En estos últimos años siento que la vida lo está usando como forma de castigo. En realidad, eso lo dice mi lado inmaduro; sé que, no tan en el fondo o en un futuro no tan lejano, me enseñará algo muy valioso.
Pero en sí, el silencio no es lo que me causa dolor; son los procesos, las personas encargadas del reclutamiento, el tiempo o simplemente la acumulación de trabajo que les impide estar al pendiente de todos los candidatos descartados.
Es el eco que no responde en forma de un mail o un mensaje. Es que alguien más me ponga la capa de invisibilidad y me la aviente en la cara, muchas veces lastimando y creando un silencio afilado.

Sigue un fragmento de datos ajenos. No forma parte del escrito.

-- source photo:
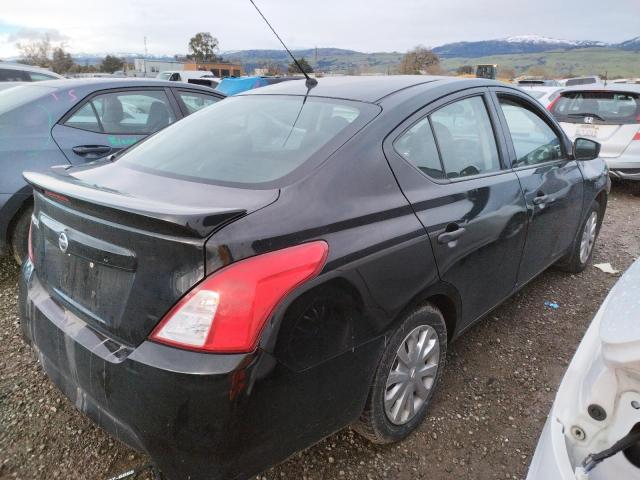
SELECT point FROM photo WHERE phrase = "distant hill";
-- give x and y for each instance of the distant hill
(615, 62)
(511, 45)
(335, 60)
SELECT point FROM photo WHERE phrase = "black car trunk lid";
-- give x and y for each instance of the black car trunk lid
(120, 261)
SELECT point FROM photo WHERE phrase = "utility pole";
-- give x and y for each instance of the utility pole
(145, 56)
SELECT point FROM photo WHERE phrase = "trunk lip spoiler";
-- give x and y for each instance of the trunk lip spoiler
(199, 221)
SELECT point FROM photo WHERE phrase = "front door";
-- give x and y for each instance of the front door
(448, 164)
(551, 181)
(108, 122)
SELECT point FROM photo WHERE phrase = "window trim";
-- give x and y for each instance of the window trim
(180, 103)
(429, 109)
(541, 112)
(63, 120)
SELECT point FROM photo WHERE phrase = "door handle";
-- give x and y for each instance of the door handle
(92, 150)
(540, 199)
(451, 236)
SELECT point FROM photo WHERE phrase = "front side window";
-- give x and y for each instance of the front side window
(195, 101)
(533, 139)
(465, 138)
(131, 112)
(246, 140)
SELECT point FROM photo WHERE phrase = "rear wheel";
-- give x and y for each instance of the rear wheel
(20, 235)
(406, 377)
(584, 243)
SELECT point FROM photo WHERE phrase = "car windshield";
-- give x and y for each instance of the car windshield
(604, 107)
(14, 97)
(246, 140)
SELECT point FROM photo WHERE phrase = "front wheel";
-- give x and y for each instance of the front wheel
(584, 243)
(406, 377)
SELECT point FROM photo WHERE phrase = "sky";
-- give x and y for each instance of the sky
(113, 26)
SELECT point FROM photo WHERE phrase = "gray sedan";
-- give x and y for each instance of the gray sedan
(75, 122)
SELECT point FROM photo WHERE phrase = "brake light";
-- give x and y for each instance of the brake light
(226, 312)
(30, 242)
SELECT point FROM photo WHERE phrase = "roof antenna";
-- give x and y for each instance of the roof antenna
(311, 82)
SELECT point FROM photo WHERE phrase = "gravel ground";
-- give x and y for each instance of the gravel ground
(484, 421)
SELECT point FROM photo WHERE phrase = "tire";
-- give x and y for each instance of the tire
(578, 259)
(379, 424)
(20, 235)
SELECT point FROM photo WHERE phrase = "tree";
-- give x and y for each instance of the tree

Hay silencios que, aunque duela aceptarlo, son la respuesta que estamos esperando. He aprendido que algo más cruel que un tipejo que no quiera responder algún mensaje es cuando responden por compromiso; cuando no encuentran la forma de librarse de ti por educación o por cualquier razón.
Existen silencios que son el espacio perfecto para que una emoción madure. La tristeza lo usa para crear lágrimas, o quizá es el tiempo en el que invade el cuerpo. Creo que casi cualquier emoción necesita del silencio para procesarse y después poder expresarse o definirse.
Hay silencios necesarios para crear, sin la distracción del ruido cotidiano; silencios que ayudan a ordenar las ideas o simplemente a caer en un momento de inspiración y dejarse llevar para confeccionar algo, sin importar las herramientas.
Algunos son sanadores, casi mágicos, porque permiten relajarse de cualquier preocupación. Otros pueden ser incómodos, pero indican que no son el uno para el otro o quizá que no conocías a esa persona como creías.
También existen silencios vacíos que, si te encuentran débil, como un huracán te arrastran con fuerza y, en lugar de volverse inspiración, se transforman en pesadilla. A la ansiedad le encanta el silencio porque es cuando aprovecha para susurrar pensamientos intrusivos o crear imágenes que posiblemente no sucederán. En cambio, si logras encontrar una salida del laberinto silencioso y te aferras a algunas palabras, a una actividad, a una persona flotante, a una mascota o incluso a una rica comida, puedes salir de esa turbulencia.
A la ansiedad se le debilita con ruido, con movimiento, con acciones que son lo opuesto al silencio inmóvil. La tristeza, en cambio, tiene la ambivalencia de querer silencio para llorar, para sentirse; no es tímida, al igual que la alegría, que también necesita expresarse. El problema surge cuando combinas ambas emociones con el entorno social y quién sabe qué más: esos silencios pueden volverse trágicos y dolorosos. Son los más preocupantes, pensando en las dolencias y sufrimientos que cada persona carga y sufre a solas, o que pueden orillarla a atentar contra su propia vida.
En la música, el silencio no es ausencia: es pausa, tensión y promesa. Quizá en la vida también.